Подобно Христу и Сократу, Бруно Шульц бессознательно хотел «быть виновным», и его жизнь по самому высшему критерию подлинно состоялась.
Бруно Шульц «не жертва» потому, что он создал великий Гимн, восхваление Бытию во всей его дионисийности.
Шульц всю жизнь прожил не так, как просто пьют стакан воды, а «как с напряженным вниманием дегустируют сложнейший букет неповторимо богатого вина.» [10, с. 7—8].
Могут ли быть у Бруно Шульца какие-то «безобразные» детали в пейзаже, в бытии вообще? — Нет!
У него даже клопы дрогобычского захолустья, поскольку они стали предметом его литературного мимесиса, — прекрасны.
Тема «двухпутности» времени обнаруживается в отношениях провинции и столицы. Провинция катится по «тупиковому пути» — «не вполне легальному». (Ведь «обыватель всегда в чем-нибудь виноват»!)
Модерн начинает дерзко экспериментировать с перемещением культурных центров.
Бруно Шульц, с одной стороны, томится проклятьем провинции. Дрогобыч, ни разу не называемый в его произведениях, для Шульца «далекий и печальный городишка с белым, как бумага, небом, оцепеневший от прозы и повседневности», некий польский Окуров или — город Глупов.

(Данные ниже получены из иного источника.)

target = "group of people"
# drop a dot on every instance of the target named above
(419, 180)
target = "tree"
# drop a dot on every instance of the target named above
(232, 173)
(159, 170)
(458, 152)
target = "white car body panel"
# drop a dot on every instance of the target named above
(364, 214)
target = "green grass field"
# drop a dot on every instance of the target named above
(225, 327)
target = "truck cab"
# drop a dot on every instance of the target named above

В свой «звездный час» Шульц пытается жить в Париже, но, в противоположность Д'Артаньяну и Сиорану, завоевать Париж ему не удалось.

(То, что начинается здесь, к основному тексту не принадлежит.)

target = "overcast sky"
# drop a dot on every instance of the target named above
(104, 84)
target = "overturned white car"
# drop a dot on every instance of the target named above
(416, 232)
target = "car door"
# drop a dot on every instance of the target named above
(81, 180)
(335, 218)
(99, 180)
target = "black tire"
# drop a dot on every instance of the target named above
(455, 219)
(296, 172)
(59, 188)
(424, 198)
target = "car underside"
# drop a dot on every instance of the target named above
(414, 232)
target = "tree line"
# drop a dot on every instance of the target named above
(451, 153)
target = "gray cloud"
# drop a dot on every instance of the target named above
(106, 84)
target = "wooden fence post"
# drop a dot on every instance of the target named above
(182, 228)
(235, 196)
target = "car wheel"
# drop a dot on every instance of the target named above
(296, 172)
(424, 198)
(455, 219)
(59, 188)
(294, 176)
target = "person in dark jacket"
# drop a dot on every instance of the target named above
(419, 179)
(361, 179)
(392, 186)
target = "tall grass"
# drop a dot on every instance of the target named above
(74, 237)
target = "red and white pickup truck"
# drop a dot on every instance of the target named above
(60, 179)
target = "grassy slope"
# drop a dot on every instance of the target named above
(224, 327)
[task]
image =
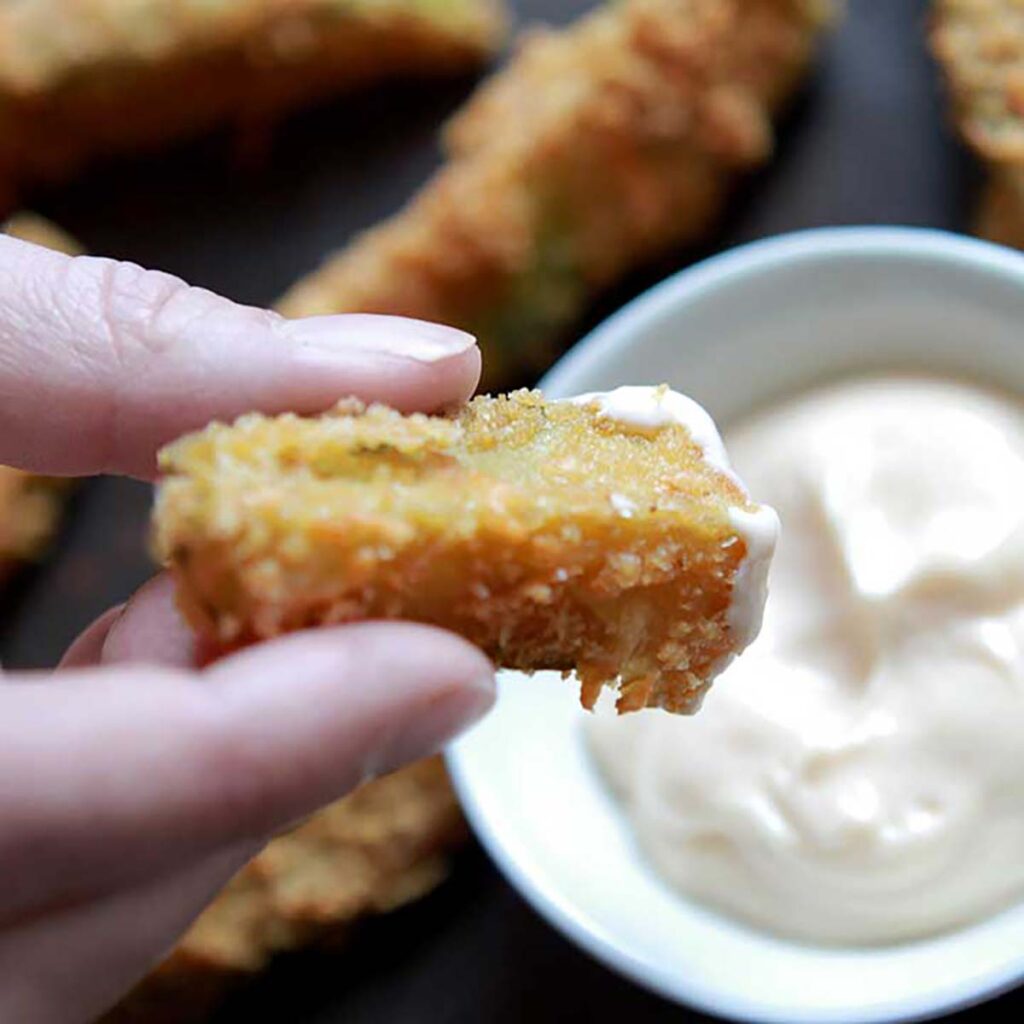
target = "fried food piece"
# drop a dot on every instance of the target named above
(30, 227)
(30, 506)
(81, 79)
(384, 846)
(551, 535)
(980, 47)
(597, 148)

Провинциал модерна — это совершенно особая фигура! Оказывается, что именно провинция предлагает для развертывания духа особые возможности, которых в столице нет. Прелесть, опасность и соблазн модернистского захолустья в том, что именно в нем «ослабляется жизненная настоятельность и необходимость», где и становятся возможны подлинные «и искусство, и комическое, и ирония».
Отношение «историцизма», с одной стороны, и подлинной истории — подлинного Dasein, с другой, в отношениях центра и периферии обнаруживается в творчестве гениев модерна. Ван Гог и Гоген выбирают провинцию, Циолковский горит неистовым творческим огнем в своей Калуге, Шульц в Дрогобыче создает мировые шедевры, до поры потаенные.
Захолустье и ирония оказываются эквивалентными. Благо тем, кто не живет в столице!
Бруно Шульц, напряженно переживая себя существующим в эпоху массовой фабрикации, преодолевает ее прорывом к шопенгауэровской «истинной созерцательности».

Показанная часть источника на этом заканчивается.